Chapitre 19
Hortense, sur le chemin du travail ce vendredi matin, est surprise de voir Edouard à travers la vitre d'un café. Lui, qui d'habitude arrive toujours le premier et est à son poste avant tous ses collègues, a semble-t-il pour une fois décidé de s'accorder un moment de détente avant de commencer sa journée. Quelle peut être la cause de ce changement dans ses habitudes ? Est-ce en rapport avec elle ? A-t-il besoin de se poser pour réfléchir et prendre du recul ? Leur conversation de la veille l'a-t-il chamboulé autant qu'elle l'a affectée elle ? Reste-t-il une petite chance que cette conversation ne soit pas le point final qu'elle semblait être ?
L'idée d'un point final fait mal à Hortense. Certes, c'est elle qui en est à l'origine ; elle qui a posé ses conditions, inacceptables pour Edouard. Mais on peut aussi lire la situation en sens inverse et considérer que c'est Edouard qui a posé des conditions inacceptables pour elle. Dire la vérité à tous leurs collègues, ou en tout cas ne pas la cacher, ce qui revient exactement au même, lui semble à lui être tout simplement normal, pas une condition mais plutôt la configuration par défaut. Il ne se rend pas compte de l'impact que cette configuration aurait sur Hortense. Il ne se projette pas ; ou pas assez en tout cas.
Il ne voit pas, dans sa tête, les collègues jaser dans leur dos, la considérer comme « la copine d'Edouard » et plus comme Hortense. Il ne les voit pas s'interroger sur chacune de leurs promotions ou nouvelles responsabilités en se demandant si leur relation n'y aurait pas joué un rôle. Il ne voit pas non plus que cette relation peut aussi ralentir leurs carrières ; que le fait qu'ils sortent avec un collègue risquerait de devenir plus visible que leurs compétences. Et, surtout, il n'entend pas dans son esprit les commérages, les débats sur leur compatibilité, les paris sur le temps que durera leur idylle. Il ne pense pas au fait que tous se mêleraient de cette relation qui ne les concernerait en rien, que chacun aurait son mot à dire et ses conseils à formuler. Leurs collègues les verraient interagir au travail tous les deux et en tireraient des inférences sur la façon dont se passe leur vie personnelle ; peut-être parviendraient-ils même à convaincre l'un d'eux qu'ils ne sont pas faits pour être ensemble. Et s'ils se séparaient au final, les conversations de couloirs ne feraient qu'aller de plus belle.

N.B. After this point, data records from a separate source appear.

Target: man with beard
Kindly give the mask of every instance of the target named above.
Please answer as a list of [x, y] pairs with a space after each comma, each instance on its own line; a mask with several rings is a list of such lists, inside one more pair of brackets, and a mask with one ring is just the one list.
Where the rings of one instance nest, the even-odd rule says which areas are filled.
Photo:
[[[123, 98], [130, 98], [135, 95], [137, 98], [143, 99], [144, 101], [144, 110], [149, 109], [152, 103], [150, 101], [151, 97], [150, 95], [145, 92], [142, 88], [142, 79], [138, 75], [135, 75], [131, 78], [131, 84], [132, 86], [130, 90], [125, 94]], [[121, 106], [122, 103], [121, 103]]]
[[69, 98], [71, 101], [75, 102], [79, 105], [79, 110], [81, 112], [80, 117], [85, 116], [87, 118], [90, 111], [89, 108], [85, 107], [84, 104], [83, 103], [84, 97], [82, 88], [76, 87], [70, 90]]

Soit Edouard ne voit rien de tout ça, soit, ce qu'Hortense juge plus probable le connaissant, il considère que toutes ces choses qu'elle craint tant restent envers et contre tout un droit de leurs collègues. Hortense peut à la rigueur concevoir le droit de ne pas être mené en bateau, ou le droit de ne pas être considéré comme un imbécile parce qu'on nous cache quelque chose qui au final se passe devant notre nez. Mais si ces droits là doivent venir avec en bonus le droit d'en parler les uns avec les autres, de s'imaginer des choses, de faire des inférences, de fourrer leur nez au beau milieu de leur vie personnelle, alors, oui, Hortense s'accorde l'autorisation de les leur refuser. Qu'Edouard se sente coupable à l'idée d'en faire autant lui semble absurde. Que tous deux doivent, pour des motifs aussi futiles, renoncer à une relation qui aurait pu être belle, lui fait du mal.
Mais ce qui lui fait encore plus mal, c'est de voir Edouard assis à une table, le café devant lui, en face d'une autre femme. Une femme belle et souriante, avec qui il semble prendre un grand plaisir à discuter. Hortense est sous le choc ; elle ne comprend pas. S'il avait des sentiments pour une autre, n'aurait-ce pas été plus simple de le lui dire directement ? Pourquoi se réfugier derrière des histoires de principes et de refus de mentir ? Pourquoi ? Juste pourquoi ? Oui, imaginer Edouard avec une autre femme déchire le cœur d'Hortense. Mais, au moins, elle ne se sent pas coupable, pas responsable, pas en faute. S'il en a juste choisi une autre, elle n'est pas fautive ; elle n'a pas à se lamenter en pensant à ce qui aurait pu être si elle avait pris une autre décision. De quelle cruauté a-t-il fait preuve en remettant la faute sur elle et sur sa condition de garder leur relation cachée ? Pourquoi ne lui a-t-il pas tout simplement dit la vérité ?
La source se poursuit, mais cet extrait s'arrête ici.